Acepté el consejo y salí del coche. A medio camino por el solitario aparcamiento, atestado de vehículos, recordé que había olvidado la bolsa de deporte en el asiento de atrás, maldije entre dientes, di media vuelta y casi choqué contra alguien.

Cazadora color púrpura, larga visera de gorra de béisbol, rastas hasta los hombros, rostro mortalmente hermoso cuando lo alzó hacia mí. Era un niño.

—¿Sabes lo que eres? —me dijo sin énfasis.

En ese instante algo cruzó ante mi cara con gran violencia, y fue como si un telón cayera sobre mis ojos.

II
Entreacto

Ven, Noche cegadora,

venda los suaves ojos del piadoso Día.

Macbeth
, III, 2

22

Oscuridad.

Dos luces atravesándola.

A esas horas de la noche del jueves la autovía del Norte despejada.

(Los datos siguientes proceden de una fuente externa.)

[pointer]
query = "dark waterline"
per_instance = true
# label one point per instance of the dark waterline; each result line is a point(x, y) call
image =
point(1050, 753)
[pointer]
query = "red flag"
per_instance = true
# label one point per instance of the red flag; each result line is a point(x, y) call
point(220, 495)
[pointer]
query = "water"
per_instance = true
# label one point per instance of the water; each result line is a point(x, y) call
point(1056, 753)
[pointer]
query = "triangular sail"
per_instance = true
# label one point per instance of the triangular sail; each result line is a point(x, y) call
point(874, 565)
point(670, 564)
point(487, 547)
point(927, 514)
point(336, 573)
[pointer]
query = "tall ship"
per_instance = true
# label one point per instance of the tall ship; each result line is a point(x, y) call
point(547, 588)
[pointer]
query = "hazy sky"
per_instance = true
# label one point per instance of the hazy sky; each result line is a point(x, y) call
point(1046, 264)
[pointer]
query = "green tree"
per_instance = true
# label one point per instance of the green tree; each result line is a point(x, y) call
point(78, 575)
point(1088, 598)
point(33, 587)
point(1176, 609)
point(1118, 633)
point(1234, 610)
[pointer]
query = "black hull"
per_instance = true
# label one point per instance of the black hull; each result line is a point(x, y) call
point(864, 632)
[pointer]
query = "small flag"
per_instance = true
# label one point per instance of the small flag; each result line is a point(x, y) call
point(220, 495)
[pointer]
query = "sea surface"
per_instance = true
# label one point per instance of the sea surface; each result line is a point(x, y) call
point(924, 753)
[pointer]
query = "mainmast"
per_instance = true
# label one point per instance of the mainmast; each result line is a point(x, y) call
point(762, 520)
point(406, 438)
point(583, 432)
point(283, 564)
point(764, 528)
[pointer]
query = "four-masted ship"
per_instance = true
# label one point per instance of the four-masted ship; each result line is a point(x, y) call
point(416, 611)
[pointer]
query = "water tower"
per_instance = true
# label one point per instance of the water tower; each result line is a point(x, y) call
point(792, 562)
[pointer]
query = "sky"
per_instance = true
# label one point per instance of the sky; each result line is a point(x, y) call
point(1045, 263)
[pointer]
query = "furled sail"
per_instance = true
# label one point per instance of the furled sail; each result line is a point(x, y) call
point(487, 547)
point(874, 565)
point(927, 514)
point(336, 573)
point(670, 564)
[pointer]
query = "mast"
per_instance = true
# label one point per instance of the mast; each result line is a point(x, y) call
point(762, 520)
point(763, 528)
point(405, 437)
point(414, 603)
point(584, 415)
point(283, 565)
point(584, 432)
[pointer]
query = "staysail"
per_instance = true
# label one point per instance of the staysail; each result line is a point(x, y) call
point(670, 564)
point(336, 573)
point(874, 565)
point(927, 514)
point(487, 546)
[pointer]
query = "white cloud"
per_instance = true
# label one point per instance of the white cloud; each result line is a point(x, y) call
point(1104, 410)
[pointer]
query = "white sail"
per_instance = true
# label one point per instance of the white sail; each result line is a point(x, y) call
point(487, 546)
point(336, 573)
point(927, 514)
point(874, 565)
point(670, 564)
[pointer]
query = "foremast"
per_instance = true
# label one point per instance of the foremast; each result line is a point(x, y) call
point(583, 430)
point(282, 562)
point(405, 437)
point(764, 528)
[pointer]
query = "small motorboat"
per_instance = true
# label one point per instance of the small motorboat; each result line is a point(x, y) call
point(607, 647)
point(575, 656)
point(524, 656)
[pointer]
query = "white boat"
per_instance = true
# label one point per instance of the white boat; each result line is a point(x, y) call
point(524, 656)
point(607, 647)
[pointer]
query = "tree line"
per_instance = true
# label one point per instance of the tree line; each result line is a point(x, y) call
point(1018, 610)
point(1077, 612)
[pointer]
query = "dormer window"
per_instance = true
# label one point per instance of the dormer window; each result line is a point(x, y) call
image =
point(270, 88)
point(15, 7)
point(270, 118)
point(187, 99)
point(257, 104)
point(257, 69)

El cómodo asiento, los mandos, la suavidad del volante, música de saxofón a bajo volumen como terciopelo frotando su oído... todo contribuía a relajar al hombre. El ordenador de a bordo lanzaba destellos señalando una carretera sin tráfico. Pronto llegaría a la desviación hacia el pueblo de la sierra y el lugar donde se hallaba el viejo pabellón de caza. Media hora, como mucho.

El resplandor de los mandos subrayaba el rostro del hombre en azul. Se observaban huellas de cansancio que hinchaban sus párpados, pero, en general, mantenía una expresión serena. En ocasiones un coche lo adelantaba, las luces como una cortina que se abriese y cerrase sobre su cara: un parpadeo, de nuevo oscuridad.

No había que tener prisa.

El niño iba en el asiento contiguo, extrañamente callado. El hombre le echó un vistazo y comprobó que tenía el mentón elevado y la cabeza echada hacia atrás, de tal manera que la visera de la gorra se inclinaba cubriéndole parte de la cara. El ligero vaivén del Mercedes ranchera lo hacía moverse bajo el cinturón de seguridad como un muñeco. Aquello no gustó al hombre.

—Eh, ayudante —dijo, sonriendo.

Una punta rosada emergió de los labios del niño y los recorrió como palpándolos. Entonces la visera giró despacio hacia el hombre. Un coche los adelantó en aquel instante, provocando una ráfaga de parpadeos en los ojos soñolientos.

—No te duermas, macho. ¿Estás cansado?

Era una pregunta estúpida, pero el hombre sabía que, con el niño, siempre resultaba preciso aclarar las cosas. Las obviedades, para él, eran materia de reflexión.

—Un poco. —La suave respuesta fue seguida de un bostezo.

—Bueno, duérmete. Te despertaré cuando lleguemos.

En realidad, le irritaba que el niño se durmiese, aunque podía comprenderlo: habían pasado más de seis horas seguidas en tensión. Él mismo se sentía agotado.